According to new guidelines regarding dietary suggestions, which were issued by the Dietary Guidelines Advisory Committee, previous pieces of advice regarding the overconsumption of cholesterol per day are being in-firmed. The previous belief limited cholesterol consumption to less than 300mg, considering the fact that a large egg has 186 mg of cholesterol.
The report stated the following:
“Foods high in cholesterol, such as eggs, offal, and seafood, have long been considered contributors to the risk of heart disease, however research seeking to establish any causative link between them and undesirable health outcomes has been equivocal. In the absence of a proper scientific consensus and given that the human body produces a lot more cholesterol than it takes in via the diet, the DGAC has decided that cholesterol is not considered a nutrient of concern for overconsumption.”

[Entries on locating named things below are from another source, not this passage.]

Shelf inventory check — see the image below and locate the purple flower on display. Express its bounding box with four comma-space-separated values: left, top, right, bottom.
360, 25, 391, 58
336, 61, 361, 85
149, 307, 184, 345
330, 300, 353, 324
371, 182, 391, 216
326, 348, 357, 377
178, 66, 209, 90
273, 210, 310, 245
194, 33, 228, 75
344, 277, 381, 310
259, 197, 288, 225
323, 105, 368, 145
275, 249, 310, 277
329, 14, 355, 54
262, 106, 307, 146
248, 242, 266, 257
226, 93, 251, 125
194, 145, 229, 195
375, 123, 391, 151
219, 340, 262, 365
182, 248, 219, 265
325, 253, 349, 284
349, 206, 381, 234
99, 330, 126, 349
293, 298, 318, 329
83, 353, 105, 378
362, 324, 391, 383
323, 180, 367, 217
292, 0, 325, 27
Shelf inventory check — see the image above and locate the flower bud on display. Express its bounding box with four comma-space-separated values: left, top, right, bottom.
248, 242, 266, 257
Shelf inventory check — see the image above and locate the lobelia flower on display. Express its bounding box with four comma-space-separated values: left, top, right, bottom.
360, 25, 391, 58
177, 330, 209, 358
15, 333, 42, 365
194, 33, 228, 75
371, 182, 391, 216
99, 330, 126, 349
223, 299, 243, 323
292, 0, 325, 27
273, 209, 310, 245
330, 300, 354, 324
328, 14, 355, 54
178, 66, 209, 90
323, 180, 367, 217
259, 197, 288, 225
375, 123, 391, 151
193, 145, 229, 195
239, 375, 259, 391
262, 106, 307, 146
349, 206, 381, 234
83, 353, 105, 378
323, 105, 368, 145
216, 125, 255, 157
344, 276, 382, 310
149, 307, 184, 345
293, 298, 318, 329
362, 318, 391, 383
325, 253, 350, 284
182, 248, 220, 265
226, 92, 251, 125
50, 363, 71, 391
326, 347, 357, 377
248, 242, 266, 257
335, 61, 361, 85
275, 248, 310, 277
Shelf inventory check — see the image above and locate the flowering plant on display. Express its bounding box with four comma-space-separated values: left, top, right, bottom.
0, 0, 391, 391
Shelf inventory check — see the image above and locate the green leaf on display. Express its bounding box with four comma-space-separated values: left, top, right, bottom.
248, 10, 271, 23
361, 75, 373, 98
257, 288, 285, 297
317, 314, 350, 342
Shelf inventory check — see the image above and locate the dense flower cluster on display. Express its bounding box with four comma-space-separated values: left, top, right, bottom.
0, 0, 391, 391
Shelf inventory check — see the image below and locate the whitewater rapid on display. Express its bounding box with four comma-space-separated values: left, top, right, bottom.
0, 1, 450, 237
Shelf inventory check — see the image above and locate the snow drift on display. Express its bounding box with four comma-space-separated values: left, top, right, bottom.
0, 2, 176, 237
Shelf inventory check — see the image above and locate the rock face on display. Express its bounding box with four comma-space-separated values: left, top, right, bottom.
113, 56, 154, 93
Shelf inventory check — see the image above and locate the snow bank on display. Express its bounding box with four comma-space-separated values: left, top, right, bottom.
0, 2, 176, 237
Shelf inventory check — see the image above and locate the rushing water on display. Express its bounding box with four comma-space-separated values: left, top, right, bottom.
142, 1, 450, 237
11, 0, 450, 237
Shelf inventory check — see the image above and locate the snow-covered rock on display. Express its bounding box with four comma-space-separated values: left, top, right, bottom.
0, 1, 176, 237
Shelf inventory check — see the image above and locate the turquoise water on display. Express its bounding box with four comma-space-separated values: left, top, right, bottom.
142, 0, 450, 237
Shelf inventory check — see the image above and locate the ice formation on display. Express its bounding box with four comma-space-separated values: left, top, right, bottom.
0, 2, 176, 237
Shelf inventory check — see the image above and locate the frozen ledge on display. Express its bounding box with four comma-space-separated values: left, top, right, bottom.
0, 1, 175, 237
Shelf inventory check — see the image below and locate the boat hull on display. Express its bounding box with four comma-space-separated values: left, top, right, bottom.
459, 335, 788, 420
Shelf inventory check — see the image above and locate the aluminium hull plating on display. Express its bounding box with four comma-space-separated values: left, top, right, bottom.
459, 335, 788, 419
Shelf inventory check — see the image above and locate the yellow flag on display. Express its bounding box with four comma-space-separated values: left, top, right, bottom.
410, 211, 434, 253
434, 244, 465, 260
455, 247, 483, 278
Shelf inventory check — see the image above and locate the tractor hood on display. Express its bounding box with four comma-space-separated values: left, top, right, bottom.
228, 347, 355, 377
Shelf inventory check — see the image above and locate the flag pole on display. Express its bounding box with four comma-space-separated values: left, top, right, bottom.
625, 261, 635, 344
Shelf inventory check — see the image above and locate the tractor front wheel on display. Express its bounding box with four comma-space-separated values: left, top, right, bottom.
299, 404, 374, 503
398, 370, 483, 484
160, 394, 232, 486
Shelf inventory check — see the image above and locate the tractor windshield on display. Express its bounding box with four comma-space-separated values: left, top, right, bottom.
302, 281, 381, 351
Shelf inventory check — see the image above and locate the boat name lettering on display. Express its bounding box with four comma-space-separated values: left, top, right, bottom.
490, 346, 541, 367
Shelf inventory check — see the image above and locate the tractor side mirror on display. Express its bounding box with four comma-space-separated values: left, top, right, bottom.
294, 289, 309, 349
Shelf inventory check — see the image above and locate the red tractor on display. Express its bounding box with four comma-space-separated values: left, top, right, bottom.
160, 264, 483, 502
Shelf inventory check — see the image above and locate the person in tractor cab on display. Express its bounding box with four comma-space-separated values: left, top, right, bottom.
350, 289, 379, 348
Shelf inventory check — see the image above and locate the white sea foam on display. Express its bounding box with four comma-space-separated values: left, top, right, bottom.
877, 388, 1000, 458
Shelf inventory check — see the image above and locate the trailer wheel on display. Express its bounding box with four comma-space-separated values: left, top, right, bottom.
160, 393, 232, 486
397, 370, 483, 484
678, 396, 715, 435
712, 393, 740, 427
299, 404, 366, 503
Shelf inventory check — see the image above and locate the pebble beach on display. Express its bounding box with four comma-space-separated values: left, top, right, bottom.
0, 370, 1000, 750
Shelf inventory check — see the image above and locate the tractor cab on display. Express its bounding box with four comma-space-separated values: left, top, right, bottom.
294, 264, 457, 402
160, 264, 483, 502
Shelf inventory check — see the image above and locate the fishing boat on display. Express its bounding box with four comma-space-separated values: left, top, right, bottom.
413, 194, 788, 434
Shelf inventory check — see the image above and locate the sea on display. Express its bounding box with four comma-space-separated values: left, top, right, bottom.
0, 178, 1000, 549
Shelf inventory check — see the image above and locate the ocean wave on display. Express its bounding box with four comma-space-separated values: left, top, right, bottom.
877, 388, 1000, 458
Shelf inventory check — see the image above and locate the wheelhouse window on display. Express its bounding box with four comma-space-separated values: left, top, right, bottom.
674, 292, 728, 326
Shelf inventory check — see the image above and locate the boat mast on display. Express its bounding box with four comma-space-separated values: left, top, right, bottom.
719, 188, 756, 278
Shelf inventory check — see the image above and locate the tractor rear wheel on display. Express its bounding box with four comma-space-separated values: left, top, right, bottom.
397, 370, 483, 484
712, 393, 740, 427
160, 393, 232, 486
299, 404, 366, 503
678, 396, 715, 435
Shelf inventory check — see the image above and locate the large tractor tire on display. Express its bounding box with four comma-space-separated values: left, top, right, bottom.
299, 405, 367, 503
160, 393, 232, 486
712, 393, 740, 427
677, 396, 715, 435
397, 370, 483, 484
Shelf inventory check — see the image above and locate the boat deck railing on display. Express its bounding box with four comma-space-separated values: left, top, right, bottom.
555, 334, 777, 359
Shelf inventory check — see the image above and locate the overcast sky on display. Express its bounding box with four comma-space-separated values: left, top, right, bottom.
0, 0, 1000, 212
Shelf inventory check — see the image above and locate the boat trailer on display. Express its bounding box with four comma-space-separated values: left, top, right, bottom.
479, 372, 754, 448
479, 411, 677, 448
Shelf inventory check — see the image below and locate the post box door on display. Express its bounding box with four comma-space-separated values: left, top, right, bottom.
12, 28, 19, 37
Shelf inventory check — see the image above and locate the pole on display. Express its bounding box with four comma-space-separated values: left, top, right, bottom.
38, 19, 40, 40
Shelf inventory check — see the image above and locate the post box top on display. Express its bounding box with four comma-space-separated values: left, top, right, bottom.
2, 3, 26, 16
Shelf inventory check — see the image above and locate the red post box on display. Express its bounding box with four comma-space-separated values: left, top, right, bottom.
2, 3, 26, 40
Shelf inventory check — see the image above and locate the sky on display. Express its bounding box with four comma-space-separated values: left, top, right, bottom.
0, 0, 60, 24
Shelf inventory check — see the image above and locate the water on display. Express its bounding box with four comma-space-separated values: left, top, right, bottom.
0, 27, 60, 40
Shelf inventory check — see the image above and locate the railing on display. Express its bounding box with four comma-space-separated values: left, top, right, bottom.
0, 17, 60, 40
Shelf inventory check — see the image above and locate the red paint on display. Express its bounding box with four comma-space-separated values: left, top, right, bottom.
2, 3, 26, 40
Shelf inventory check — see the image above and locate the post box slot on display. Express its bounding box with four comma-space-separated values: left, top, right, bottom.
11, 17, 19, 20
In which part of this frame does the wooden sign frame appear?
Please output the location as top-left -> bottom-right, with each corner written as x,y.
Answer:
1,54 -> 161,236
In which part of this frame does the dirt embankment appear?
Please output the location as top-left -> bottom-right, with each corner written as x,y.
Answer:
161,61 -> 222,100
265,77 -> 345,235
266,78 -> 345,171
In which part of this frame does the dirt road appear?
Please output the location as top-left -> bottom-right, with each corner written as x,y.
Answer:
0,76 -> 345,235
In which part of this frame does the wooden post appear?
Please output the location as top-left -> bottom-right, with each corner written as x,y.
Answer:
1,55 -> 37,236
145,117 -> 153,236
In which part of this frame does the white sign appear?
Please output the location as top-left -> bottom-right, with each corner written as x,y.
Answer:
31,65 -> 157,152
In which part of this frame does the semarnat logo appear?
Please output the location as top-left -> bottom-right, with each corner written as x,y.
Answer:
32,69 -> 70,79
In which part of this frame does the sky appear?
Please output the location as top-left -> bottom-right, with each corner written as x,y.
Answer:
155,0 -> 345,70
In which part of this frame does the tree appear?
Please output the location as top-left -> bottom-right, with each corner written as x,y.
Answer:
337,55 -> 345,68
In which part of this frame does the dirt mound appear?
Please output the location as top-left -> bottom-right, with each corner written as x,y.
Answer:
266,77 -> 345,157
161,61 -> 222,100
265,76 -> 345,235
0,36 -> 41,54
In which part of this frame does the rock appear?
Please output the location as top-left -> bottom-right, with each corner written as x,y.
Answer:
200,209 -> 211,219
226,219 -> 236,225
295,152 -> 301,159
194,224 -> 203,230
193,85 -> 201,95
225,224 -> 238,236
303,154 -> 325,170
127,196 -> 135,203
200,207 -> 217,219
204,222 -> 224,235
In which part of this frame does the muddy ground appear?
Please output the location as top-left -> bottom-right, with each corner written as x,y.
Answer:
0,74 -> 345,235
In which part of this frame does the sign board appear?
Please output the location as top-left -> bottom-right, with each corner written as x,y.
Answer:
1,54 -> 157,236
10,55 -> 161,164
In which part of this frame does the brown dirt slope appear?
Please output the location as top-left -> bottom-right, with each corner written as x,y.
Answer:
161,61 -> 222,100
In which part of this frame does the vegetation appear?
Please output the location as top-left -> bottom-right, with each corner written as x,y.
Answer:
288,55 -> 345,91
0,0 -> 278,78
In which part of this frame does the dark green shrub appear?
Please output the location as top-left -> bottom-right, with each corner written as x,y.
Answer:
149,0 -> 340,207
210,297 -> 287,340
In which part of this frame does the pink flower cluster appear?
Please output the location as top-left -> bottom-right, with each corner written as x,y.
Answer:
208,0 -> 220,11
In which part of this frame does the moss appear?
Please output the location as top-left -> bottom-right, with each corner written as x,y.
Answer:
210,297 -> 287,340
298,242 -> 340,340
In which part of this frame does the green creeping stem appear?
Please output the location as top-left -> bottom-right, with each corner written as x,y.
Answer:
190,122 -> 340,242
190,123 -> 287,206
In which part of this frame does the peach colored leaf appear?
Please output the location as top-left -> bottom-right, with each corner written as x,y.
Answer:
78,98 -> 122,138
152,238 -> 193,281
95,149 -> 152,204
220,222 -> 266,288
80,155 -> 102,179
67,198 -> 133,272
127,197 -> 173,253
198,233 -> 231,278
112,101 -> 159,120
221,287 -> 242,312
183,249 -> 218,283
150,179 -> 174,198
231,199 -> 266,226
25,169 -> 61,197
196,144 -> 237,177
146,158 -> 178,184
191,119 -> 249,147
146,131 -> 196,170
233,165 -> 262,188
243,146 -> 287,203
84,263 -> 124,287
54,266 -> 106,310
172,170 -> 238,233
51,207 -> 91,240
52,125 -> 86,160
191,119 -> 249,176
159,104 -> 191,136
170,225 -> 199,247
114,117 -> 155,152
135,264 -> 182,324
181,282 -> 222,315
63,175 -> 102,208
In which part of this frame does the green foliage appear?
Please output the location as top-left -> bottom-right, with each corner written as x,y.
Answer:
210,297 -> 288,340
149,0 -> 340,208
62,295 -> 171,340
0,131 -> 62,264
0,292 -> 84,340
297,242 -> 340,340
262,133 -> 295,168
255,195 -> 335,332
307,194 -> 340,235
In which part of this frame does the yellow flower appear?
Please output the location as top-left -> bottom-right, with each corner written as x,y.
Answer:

As far as things that remain in effect, diabetics are under the warnings regarding their limiting their intake of cholesterol and about LDL, commonly referred to as bad cholesterol.
New 2015 restrictions involve salt and sugar consumption as well. For instance there are also some new facts about salt. While the 2010 dietary guidelines advised people to eat less than 2,300 milligrams or 1,500 milligrams for the ones at risk of heart disease.